Le projet de renforcement de l’alimentation en eau potable dans la daïra de Bouzeguène, à partir du barrage de Tichy Haf, enregistre depuis quelque temps des retards dans l’avancement du chantier.

Des ralentissements, et souvent même des arrêts, ont été enregistrés à diverses étapes de son itinéraire long d’environ 14 km, entre le point de raccordement, près de la commune d’Ighzar Amokrane (Béjaïa), jusqu’au réservoir de 5000 m3 de Chréa (Bouzeguène).

A ce projet structurant d’envergure, dont le marché a été attribué à pas moins de six entreprises privées pour une autorisation de programme de 2 milliards de dinars, s’ajoute un autre projet vital, celui de la réhabilitation de la chaîne d’Aderdar, une source de montagne, financée, selon nos sources, à hauteur de 14 milliards de centimes pour une déviation de la conduite principale sur une longueur de 6 km afin de contourner les zones habitées, où elle fait l’objet de nombreux piquages illicites.

Mercredi dernier, lors de sa tournée dans la daïra de Bouzeguène, le wali, Abdelhakim Chater, a posé pied au lieudit Chréa, limite frontalière avec la wilaya de Béjaïa, où est implanté le réservoir principal de 5000 m3: «Le projet a connu beaucoup de retard et avance difficilement. Les délais prévus pour sa réception n’ont pas été respectés.

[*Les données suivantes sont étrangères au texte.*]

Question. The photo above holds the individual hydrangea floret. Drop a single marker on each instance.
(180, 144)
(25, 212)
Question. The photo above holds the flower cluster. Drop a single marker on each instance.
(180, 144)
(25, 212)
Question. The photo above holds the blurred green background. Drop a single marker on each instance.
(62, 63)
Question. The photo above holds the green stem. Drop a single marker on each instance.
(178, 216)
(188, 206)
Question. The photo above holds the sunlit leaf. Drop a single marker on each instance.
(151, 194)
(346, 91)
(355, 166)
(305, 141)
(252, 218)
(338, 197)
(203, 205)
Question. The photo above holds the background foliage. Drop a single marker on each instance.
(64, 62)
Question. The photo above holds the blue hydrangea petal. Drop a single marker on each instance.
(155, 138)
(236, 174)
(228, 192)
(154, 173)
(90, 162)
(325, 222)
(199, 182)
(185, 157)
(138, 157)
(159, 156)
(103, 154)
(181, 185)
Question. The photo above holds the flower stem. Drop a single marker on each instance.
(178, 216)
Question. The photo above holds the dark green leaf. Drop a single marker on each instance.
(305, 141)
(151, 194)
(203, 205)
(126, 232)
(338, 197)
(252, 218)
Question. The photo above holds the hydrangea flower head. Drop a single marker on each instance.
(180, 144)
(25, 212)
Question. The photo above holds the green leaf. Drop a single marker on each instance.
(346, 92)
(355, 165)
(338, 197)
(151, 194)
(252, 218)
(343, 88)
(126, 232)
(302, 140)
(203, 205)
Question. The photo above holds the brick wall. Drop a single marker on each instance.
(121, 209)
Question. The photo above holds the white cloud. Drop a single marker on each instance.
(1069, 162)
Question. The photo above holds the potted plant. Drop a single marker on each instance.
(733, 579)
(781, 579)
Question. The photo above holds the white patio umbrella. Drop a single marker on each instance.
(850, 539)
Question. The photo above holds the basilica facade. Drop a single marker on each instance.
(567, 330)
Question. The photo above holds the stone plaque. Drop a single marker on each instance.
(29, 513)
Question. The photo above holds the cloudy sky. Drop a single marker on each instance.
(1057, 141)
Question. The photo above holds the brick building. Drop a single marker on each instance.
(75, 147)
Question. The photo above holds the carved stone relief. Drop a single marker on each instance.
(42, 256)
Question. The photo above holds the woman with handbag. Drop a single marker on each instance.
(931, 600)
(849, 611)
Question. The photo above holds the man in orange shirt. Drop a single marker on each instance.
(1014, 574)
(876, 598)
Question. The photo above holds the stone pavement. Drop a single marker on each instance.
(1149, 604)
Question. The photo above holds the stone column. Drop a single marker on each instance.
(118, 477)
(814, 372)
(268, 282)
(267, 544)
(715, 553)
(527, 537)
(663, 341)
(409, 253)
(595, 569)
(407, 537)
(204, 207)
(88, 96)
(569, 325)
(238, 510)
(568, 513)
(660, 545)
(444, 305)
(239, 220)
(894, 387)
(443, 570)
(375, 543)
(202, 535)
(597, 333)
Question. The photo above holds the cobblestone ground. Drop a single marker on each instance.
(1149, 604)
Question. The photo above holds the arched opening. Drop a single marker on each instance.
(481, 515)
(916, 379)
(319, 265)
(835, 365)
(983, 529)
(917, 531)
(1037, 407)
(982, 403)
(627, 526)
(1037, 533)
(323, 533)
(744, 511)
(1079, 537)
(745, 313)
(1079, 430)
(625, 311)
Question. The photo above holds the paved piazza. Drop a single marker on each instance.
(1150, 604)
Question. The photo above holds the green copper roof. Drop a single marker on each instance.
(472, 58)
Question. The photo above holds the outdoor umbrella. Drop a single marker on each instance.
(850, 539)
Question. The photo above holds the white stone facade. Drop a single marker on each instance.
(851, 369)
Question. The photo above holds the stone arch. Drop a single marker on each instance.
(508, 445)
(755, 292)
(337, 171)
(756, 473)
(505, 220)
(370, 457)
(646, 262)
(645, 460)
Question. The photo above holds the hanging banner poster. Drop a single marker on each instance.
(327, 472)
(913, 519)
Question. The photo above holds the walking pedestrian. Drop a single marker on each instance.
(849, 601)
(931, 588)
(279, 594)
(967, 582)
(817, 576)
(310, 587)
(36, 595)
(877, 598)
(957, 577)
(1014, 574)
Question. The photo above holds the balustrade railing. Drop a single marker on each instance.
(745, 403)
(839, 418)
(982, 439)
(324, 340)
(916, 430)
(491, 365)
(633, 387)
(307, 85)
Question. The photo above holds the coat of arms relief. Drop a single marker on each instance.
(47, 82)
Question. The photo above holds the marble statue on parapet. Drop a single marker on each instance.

Le projet sera peut-être achevé l’été prochain si tout se passe bien», dira Rachid Hameg, le directeur des ressources hydriques de la wilaya. Le wali répliquera : «Je ne veux pas qu’on mette en péril un projet structurant de cette envergure. Il faut mettre un terme à ces blocages et lever tous les obstacles.» Le délégué de la coordination des villages met en cause «les entreprises, tout autant que les responsables des eaux à divers niveaux, qui n’ont pas tenu leurs engagements».

Il faut signaler par ailleurs que les entreprises sont endettées et n’ont pas été payées depuis plusieurs mois. Selon nos sources, les ouvriers sont au troisième mois (octobre, novembre et décembre) de non-paiement de leurs salaires.

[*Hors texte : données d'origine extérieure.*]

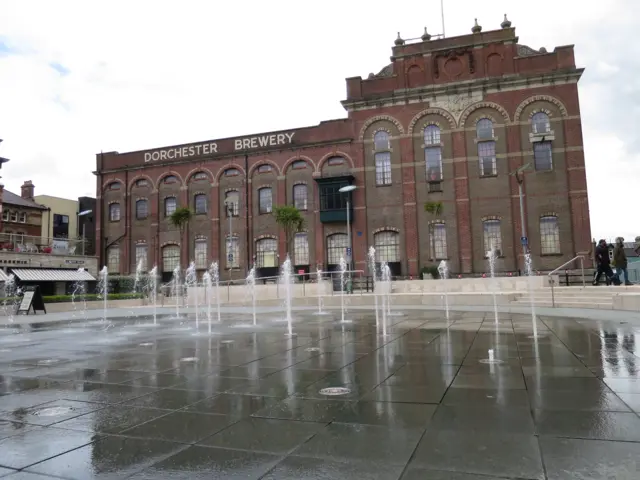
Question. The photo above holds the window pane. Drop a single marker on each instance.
(336, 248)
(438, 241)
(301, 249)
(266, 253)
(200, 251)
(549, 235)
(383, 168)
(487, 156)
(141, 256)
(200, 202)
(142, 209)
(113, 259)
(387, 246)
(170, 258)
(432, 135)
(169, 206)
(300, 197)
(433, 159)
(542, 156)
(540, 123)
(492, 236)
(266, 200)
(381, 141)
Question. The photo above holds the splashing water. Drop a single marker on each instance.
(372, 266)
(152, 291)
(251, 283)
(285, 278)
(176, 288)
(493, 256)
(103, 289)
(215, 278)
(191, 282)
(443, 270)
(208, 292)
(528, 265)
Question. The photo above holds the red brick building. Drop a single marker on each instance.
(430, 142)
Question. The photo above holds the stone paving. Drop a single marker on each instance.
(132, 400)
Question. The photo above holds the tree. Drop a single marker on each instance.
(290, 220)
(180, 218)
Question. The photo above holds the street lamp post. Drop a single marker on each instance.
(349, 189)
(84, 227)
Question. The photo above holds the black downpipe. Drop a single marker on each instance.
(246, 211)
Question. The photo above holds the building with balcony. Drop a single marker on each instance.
(429, 142)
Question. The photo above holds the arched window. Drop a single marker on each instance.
(549, 235)
(142, 209)
(265, 200)
(486, 148)
(387, 244)
(113, 259)
(438, 241)
(433, 153)
(382, 157)
(266, 253)
(200, 203)
(200, 253)
(300, 196)
(114, 212)
(170, 205)
(170, 257)
(232, 203)
(540, 123)
(301, 249)
(492, 230)
(336, 248)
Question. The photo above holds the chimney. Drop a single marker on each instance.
(27, 190)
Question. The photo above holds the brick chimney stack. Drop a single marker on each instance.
(27, 190)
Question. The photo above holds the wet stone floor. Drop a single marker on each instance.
(464, 399)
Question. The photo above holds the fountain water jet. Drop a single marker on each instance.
(285, 278)
(251, 283)
(443, 270)
(372, 266)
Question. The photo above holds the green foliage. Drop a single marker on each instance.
(290, 219)
(434, 208)
(181, 218)
(78, 298)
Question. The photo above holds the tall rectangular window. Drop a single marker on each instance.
(301, 249)
(265, 199)
(542, 156)
(141, 256)
(438, 241)
(233, 252)
(383, 168)
(300, 196)
(492, 236)
(487, 157)
(200, 253)
(549, 235)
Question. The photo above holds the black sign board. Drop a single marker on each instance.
(32, 298)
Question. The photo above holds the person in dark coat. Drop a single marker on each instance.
(603, 263)
(620, 260)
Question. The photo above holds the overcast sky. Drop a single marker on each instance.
(78, 77)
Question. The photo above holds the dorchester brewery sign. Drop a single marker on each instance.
(211, 148)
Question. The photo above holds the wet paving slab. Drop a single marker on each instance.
(464, 399)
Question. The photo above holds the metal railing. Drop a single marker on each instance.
(19, 243)
(551, 282)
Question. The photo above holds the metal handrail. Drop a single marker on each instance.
(551, 282)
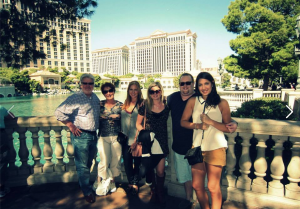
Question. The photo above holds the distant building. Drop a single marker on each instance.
(47, 79)
(161, 52)
(69, 47)
(111, 60)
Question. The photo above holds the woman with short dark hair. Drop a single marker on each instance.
(210, 115)
(109, 149)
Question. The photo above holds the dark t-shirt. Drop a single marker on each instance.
(182, 137)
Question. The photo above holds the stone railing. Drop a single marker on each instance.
(263, 165)
(263, 160)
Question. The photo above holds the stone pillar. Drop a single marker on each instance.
(292, 189)
(48, 166)
(12, 169)
(230, 179)
(277, 168)
(244, 182)
(70, 152)
(59, 150)
(36, 151)
(257, 93)
(260, 165)
(23, 152)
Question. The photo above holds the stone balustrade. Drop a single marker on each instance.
(263, 160)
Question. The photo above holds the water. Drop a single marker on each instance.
(45, 105)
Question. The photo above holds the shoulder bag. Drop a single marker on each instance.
(123, 138)
(194, 155)
(136, 147)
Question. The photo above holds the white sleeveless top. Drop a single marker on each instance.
(213, 138)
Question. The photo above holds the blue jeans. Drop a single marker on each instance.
(85, 149)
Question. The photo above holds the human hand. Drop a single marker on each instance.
(204, 126)
(76, 131)
(205, 119)
(232, 126)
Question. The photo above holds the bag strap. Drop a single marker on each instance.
(130, 117)
(136, 134)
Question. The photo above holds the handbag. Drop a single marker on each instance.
(194, 155)
(123, 138)
(136, 147)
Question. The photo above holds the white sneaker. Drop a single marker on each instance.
(112, 186)
(103, 187)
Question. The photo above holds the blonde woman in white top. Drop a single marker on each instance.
(210, 115)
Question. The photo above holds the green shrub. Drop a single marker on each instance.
(264, 108)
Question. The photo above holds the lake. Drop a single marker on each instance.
(45, 105)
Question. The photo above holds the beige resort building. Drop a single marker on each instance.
(47, 79)
(68, 48)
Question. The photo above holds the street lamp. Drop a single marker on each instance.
(297, 51)
(220, 70)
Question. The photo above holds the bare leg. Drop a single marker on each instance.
(214, 176)
(188, 190)
(198, 182)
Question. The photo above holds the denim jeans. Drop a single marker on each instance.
(85, 149)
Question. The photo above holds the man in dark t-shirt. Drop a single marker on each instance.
(183, 138)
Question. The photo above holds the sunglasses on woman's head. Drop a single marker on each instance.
(153, 92)
(106, 91)
(187, 83)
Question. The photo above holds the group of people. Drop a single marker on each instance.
(84, 114)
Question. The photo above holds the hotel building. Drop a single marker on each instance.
(163, 52)
(110, 60)
(69, 45)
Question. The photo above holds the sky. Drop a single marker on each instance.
(116, 23)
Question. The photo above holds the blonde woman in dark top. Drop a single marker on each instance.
(157, 113)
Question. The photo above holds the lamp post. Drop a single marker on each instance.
(297, 52)
(220, 70)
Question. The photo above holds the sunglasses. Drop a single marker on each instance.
(154, 92)
(187, 83)
(85, 83)
(106, 91)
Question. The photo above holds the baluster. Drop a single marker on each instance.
(70, 152)
(277, 167)
(59, 150)
(12, 169)
(23, 152)
(292, 189)
(244, 182)
(230, 179)
(36, 151)
(260, 165)
(48, 166)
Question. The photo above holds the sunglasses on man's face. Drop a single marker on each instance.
(85, 83)
(185, 83)
(106, 91)
(154, 92)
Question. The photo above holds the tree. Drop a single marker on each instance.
(266, 37)
(21, 30)
(225, 80)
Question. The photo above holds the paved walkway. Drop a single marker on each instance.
(69, 196)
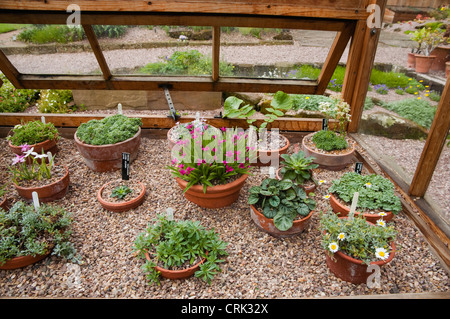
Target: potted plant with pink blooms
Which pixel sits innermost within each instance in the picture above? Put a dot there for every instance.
(33, 172)
(211, 166)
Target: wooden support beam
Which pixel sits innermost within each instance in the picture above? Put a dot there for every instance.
(162, 122)
(334, 55)
(353, 62)
(433, 146)
(216, 54)
(150, 83)
(97, 51)
(192, 19)
(369, 50)
(339, 9)
(9, 71)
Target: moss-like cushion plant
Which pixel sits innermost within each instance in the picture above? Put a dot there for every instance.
(110, 130)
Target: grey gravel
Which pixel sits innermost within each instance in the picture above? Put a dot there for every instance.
(258, 265)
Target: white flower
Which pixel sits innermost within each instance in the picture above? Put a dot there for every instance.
(333, 247)
(381, 253)
(381, 223)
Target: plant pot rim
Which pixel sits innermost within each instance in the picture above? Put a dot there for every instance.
(360, 262)
(45, 186)
(280, 150)
(23, 261)
(352, 148)
(366, 215)
(213, 189)
(78, 141)
(119, 205)
(295, 222)
(176, 273)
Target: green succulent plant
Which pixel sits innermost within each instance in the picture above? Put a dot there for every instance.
(281, 201)
(297, 166)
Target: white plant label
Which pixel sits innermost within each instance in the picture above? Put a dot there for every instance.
(35, 197)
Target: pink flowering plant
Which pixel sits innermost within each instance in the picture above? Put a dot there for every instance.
(211, 156)
(21, 171)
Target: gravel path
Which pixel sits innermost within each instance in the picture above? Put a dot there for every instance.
(258, 265)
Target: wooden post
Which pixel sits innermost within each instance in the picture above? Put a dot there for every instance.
(433, 146)
(334, 55)
(97, 51)
(216, 53)
(10, 71)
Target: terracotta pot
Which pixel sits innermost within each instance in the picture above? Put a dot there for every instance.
(103, 158)
(330, 161)
(177, 274)
(4, 202)
(423, 63)
(267, 154)
(351, 269)
(47, 193)
(442, 54)
(46, 146)
(121, 206)
(411, 62)
(307, 189)
(22, 261)
(216, 196)
(343, 211)
(267, 225)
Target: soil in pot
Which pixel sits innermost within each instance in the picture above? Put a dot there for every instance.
(270, 148)
(423, 63)
(47, 189)
(215, 197)
(267, 225)
(182, 272)
(353, 270)
(115, 204)
(341, 208)
(103, 158)
(45, 146)
(331, 160)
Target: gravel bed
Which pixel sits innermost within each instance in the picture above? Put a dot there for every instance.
(258, 265)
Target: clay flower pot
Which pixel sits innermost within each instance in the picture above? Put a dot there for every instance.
(46, 146)
(47, 193)
(329, 161)
(267, 225)
(423, 63)
(215, 197)
(177, 274)
(103, 158)
(121, 206)
(351, 269)
(307, 189)
(268, 153)
(343, 211)
(411, 62)
(23, 261)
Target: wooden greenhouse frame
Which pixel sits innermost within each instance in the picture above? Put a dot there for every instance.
(346, 17)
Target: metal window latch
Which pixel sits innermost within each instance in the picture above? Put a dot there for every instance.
(173, 112)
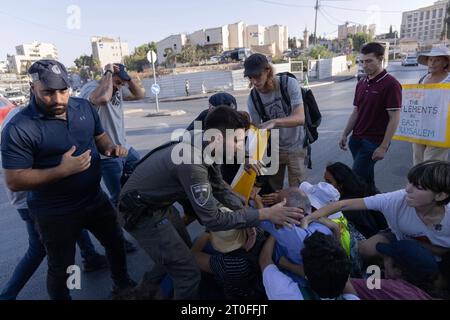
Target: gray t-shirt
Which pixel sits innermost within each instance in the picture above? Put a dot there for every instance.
(111, 116)
(290, 138)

Ils sont secourus avec des avances périodiques de 5000 DA pour subvenir aux besoins de leurs familles. Ils ne sont payés que 22 à 24 jours par mois. Ils ne sont pas payés durant les week-ends et quand il pleut, les ouvriers doivent pointer au chantier, même si il n’y a rien à faire. Selon certains ouvriers, on ne leur délivre même pas de fiches de paie.

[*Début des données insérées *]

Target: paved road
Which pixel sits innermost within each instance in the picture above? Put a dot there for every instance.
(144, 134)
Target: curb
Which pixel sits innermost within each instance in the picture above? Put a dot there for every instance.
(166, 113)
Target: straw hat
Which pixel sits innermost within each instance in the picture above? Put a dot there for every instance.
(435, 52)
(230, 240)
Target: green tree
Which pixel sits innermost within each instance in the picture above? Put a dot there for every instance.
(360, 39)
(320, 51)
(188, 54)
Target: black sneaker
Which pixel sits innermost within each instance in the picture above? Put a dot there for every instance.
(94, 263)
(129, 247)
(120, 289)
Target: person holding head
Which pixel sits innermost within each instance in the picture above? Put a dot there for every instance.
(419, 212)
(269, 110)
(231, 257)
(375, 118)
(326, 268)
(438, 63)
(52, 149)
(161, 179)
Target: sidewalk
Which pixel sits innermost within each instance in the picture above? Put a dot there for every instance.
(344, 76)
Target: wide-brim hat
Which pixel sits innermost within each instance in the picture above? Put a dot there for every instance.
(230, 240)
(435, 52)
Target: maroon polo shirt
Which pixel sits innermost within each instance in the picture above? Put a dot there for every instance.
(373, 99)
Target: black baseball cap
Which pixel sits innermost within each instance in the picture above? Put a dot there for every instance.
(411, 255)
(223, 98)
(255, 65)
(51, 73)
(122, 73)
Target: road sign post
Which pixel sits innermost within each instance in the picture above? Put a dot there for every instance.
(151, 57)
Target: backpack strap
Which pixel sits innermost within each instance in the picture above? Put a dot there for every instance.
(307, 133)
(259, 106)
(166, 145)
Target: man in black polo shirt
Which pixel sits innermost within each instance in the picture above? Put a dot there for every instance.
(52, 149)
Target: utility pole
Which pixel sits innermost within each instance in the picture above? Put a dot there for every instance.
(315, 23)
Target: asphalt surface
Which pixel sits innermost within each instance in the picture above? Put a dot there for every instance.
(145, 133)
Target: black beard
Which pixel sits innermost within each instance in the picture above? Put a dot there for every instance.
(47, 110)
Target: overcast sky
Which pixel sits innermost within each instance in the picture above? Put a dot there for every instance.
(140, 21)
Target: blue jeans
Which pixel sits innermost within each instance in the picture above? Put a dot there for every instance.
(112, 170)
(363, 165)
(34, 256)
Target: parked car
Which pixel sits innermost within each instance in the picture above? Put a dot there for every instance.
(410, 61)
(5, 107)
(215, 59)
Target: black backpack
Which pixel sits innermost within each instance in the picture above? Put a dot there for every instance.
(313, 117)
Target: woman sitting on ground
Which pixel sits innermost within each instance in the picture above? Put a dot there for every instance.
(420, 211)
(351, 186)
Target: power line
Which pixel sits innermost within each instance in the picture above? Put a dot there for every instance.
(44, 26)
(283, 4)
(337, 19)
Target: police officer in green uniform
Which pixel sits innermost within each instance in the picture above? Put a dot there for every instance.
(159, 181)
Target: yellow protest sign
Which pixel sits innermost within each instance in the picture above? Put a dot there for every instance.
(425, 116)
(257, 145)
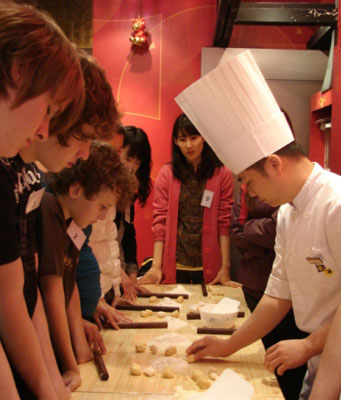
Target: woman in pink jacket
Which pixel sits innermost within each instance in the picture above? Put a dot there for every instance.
(191, 213)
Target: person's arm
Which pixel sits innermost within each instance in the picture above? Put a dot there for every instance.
(7, 386)
(160, 209)
(42, 330)
(154, 275)
(223, 275)
(327, 384)
(54, 302)
(225, 201)
(18, 334)
(268, 313)
(289, 354)
(109, 314)
(84, 334)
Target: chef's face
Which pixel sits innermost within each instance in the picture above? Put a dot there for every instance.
(265, 184)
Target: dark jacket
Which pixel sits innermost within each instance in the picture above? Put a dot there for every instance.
(253, 232)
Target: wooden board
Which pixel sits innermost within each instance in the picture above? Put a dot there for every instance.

Dernièrement, une grève a été évitée de justesse grâce à la coordination des comités de village. Globalement, malgré les gros budgets alloués aux projets, les chantiers enregistrent des difficultés et cela persistera encore si la situation reste en l’état. Pour aplanir les problèmes, le wali vient de convier les délégués des comités de village et tous les partenaires du projet à une réunion ce dimanche.